Damit der Ansatz des Verursacherprinzips im Gesundheitswesen Sinn macht, müssten wir alle mit den gleichen Voraussetzungen geboren werden, ohne unterschiedliche genetische oder soziale Vorbelastungen und Veranlagungen. Dieser Umstand ist schon einmal nicht gegeben. Das Prinzip impliziert ausserdem, dass sich jemand immer bewusst und freiwillig für oder gegen eine Aktion entscheidet und dass immer ein klarer Zusammenhang zwischen einem Entscheid und den Kosten, die daraus entstehen, besteht. Was nun, wenn keine freiwillige, informierte und bewusste Entscheidung einem Handeln zugrunde liegt und die Kosten nicht direkt, sondern indirekt entstehen? Wenn eine Veranlagung, eine vererbte Vorbelastung, ein durch schwierige Umstände ausgelöster Mechanismus eine Krankheit auslösen? Wurden die überflüssigen Kilos durch eigenes Verschulden angegessen oder liegt dem Übergewicht eine psychische oder physische Krankheit zugrunde oder eine genetische Veranlagung? Wer entscheidet, ob die Kosten für die Folgeerkrankungen der zusätzlichen Pfunde wie Diabetes oder Gelenkprobleme selber getragen werden müssen? Wer entscheidet, ob das Asthma eines Kindes durch den rauchenden Vater verursacht worden ist? Ob die Knieprobleme vom Joggen kommen und so selbst verursacht worden sind? Joggen ist doch gesund, oder? Ist das Burnout selbst verschuldet, weil die Anzeichen nicht ernst genommen worden sind oder man sich nicht zu wenig von der Arbeit abgegrenzt hat? Ich möchte nicht derjenige sein, der entscheidet, ob jemand der Verursacher seiner Krankheit ist und darum selber zahlen oder nicht behandelt werden soll!
Denn darauf läuft es hinaus: wer selber schuld ist, muss selber bezahlen. Das könnten sich nur die finanziell Bessergestellten unter uns leisten – eine Zweiklassengesellschaft im Gesundheitswesen ist vorprogrammiert.

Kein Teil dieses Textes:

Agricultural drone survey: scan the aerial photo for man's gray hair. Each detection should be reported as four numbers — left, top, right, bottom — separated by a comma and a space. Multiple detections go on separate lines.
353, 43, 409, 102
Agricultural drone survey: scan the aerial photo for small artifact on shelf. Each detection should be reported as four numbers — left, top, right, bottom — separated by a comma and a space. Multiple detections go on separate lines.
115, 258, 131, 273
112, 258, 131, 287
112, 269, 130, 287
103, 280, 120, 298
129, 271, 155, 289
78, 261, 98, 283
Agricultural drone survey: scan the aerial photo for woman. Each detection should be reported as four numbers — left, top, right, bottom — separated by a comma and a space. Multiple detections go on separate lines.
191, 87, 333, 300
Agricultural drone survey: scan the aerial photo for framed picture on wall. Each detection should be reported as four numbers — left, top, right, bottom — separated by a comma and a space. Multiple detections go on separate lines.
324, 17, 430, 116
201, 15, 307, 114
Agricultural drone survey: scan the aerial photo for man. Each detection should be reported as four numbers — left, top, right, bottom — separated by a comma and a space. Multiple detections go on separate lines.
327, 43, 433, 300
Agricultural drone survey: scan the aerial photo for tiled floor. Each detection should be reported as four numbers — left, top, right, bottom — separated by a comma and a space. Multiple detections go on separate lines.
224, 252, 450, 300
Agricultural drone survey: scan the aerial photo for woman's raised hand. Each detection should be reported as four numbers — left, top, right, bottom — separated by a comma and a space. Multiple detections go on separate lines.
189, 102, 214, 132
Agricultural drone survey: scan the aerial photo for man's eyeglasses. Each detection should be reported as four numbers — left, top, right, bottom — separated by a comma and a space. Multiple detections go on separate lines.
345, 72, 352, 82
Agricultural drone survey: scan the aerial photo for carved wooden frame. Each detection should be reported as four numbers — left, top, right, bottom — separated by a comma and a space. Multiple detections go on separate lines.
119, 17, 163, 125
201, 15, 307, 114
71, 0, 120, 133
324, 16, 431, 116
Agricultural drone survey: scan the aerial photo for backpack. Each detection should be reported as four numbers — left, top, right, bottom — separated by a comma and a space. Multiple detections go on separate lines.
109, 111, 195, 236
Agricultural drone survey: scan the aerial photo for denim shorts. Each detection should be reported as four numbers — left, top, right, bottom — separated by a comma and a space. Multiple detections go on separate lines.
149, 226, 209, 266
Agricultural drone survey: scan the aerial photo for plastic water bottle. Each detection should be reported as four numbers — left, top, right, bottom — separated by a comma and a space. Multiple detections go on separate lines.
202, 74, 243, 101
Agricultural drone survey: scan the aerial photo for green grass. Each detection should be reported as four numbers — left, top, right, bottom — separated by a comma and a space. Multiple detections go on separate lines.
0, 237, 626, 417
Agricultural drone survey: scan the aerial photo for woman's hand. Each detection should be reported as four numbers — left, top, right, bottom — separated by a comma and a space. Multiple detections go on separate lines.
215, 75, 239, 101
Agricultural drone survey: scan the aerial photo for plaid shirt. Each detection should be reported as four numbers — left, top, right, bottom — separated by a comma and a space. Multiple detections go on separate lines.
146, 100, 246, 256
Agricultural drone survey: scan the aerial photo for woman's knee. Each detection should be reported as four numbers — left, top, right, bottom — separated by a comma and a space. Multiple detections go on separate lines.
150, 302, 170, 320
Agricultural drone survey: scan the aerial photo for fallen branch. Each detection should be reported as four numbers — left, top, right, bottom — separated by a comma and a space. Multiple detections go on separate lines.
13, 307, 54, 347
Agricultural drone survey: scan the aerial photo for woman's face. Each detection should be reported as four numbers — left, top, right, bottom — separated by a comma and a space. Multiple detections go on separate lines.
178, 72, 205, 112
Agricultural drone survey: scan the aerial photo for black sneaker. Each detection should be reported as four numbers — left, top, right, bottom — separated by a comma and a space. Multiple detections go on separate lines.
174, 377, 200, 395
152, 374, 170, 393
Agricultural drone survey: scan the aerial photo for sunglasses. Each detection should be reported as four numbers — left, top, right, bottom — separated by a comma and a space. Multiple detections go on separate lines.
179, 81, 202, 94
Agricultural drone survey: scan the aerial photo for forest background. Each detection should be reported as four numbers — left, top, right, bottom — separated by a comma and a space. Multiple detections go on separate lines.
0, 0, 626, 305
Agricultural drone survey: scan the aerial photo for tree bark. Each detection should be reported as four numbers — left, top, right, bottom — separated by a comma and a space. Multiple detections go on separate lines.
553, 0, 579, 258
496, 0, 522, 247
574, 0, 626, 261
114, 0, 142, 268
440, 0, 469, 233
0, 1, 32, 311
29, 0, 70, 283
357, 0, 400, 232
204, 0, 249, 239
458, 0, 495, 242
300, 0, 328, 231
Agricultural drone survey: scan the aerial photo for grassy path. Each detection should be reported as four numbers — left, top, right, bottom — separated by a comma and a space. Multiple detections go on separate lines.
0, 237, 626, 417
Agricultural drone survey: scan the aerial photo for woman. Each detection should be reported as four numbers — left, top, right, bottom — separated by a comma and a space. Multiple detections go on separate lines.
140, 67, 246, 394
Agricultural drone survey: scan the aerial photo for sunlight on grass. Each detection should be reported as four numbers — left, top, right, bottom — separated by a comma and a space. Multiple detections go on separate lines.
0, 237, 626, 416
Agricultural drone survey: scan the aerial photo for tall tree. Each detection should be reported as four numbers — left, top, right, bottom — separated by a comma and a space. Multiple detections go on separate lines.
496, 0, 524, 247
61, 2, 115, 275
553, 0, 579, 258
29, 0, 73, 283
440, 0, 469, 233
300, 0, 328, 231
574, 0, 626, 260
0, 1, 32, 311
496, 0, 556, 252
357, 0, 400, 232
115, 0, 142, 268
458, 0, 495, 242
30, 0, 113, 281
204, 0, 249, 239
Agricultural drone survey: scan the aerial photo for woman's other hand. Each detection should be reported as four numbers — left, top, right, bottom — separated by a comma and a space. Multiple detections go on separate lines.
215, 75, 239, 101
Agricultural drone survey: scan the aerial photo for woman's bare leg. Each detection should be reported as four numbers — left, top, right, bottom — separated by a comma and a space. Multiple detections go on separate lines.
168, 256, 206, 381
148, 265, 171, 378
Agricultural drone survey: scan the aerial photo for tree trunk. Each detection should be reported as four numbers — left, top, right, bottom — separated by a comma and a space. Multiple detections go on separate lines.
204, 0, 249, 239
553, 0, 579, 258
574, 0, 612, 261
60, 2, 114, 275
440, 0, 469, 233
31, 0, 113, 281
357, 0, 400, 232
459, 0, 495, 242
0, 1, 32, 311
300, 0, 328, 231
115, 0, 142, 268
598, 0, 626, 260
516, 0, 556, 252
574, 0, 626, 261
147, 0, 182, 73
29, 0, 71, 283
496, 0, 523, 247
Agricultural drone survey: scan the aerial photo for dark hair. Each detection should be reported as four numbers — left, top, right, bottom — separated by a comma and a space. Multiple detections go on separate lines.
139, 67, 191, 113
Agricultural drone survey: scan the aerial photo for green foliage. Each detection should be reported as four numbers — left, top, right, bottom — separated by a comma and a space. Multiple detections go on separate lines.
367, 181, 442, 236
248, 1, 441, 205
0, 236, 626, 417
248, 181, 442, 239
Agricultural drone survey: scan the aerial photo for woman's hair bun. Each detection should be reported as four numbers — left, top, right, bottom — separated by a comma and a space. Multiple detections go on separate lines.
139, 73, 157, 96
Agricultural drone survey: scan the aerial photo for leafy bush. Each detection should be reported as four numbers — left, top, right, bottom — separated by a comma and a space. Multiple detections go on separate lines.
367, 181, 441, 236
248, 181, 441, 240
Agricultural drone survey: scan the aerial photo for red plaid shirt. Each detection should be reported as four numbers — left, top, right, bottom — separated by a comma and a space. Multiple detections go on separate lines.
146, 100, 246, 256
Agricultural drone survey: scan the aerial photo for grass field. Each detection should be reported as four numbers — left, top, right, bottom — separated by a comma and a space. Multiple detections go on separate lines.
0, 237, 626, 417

Wollen wir das Solidaritätsprinzip wirklich opfern?
Frau Kessler rüttelt mit ihren Ansichten an einem grundlegenden Pfeiler unserer Gesellschaft: dem Solidaritätsprinzip. Denn wenn wir unter bestimmten Umständen für die anderen nicht mehr zahlen wollen, ist das nicht vereinbar mit der solidarischen Gesundheitsversorgung, wie wir sie heute kennen und – sind wir ehrlich - schätzen: Wir finanzieren mit unseren Krankenkassenprämien zwar die Behandlungen anderer, sind dadurch aber auch selber abgesichert, wenn wir krank werden. Niemand von uns weiss, was die Zukunft bereithält. Vielleicht leiden wir an Bluthochdruck und bekommen Herz- und Kreislaufprobleme, und ein Arzt entscheidet, dass wir selber schuld sind, weil nicht schlank genug. Vielleicht ist unser Bruder, unser Kind, unser Vater oder unsere beste Freundin nicht vom Glimmstängel weggekommen und erkrankt an Lungenkrebs. Wer soll überhaupt noch behandelt werden? Schaffen wir die solidarische Krankenversicherung doch einfach ab, dann stellt sich dieses schwierige Frage nicht mehr. Aber ich bin überzeugt, wir alle würden sie uns früher oder später zurückwünschen – wenn nicht für uns selber, dann für jemanden, der uns nahesteht.
Zeigen wir also nicht mit dem Finger auf die anderen und urteilen über deren Schuld oder Unschuld für ein Leiden. In einem von Solidarität getragenen Gesundheitssystem bezahlen die einen für die anderen und das mag nicht immer fair scheinen. Aber genau das ist das Wertvolle daran. Denn dann bezahlen die anderen auch für einen selber, wenn wir es einmal nötig haben sollten – hoffentlich ohne Vorbehalte und  Schuldzuweisungen.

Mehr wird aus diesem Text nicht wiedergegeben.